When the revolution ended, Kosciusko went back to Poland, proud to have taken part in the patriotic struggle. His countrymen welcomed him home with enthusiasm; and later he was made major general in the Polish army.
In 1791, the Poles were forced to resist an invasion of their country by the Russians and Prussians. Kosciusko took part in the war, and on two occasions by skillful management saved the Polish force from entire destruction.
At the battle of Dubienka, with only about four thousand men, he kept at bay a Russian army of twenty thousand, and finally made his retreat without great loss. The Poles were generally out-numbered by the Russians and they fought gallantly; but they were completely over-powered. Russia and Prussia both annexed large parts of Poland.

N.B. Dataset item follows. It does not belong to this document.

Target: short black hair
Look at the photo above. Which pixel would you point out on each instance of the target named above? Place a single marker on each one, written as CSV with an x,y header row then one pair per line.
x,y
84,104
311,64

This annexation is known as the second partition of Poland. The first partition had taken place twenty years before, when Austria, Russia, and Prussia each took parts of the little kingdom.
In 1794 the Poles were so angry at the loss of their country that they took up arms once more.
Kosciusko at Raclawice
A revolt was secretly planned, and on a certain day in the spring of 1794, Kosciusko suddenly appeared in the city of Cracow.
"The Russians must be driven from Poland; they must not rule our fair land," said Kosciusko to those of his countrymen who assembled at his call. "We can free ourselves from Russian slavery if we will fight."
The Poles hastily armed themselves, many with nothing but scythes, and advanced to meet the Russian army. After a sharp contest the enemy was driven out of Cracow.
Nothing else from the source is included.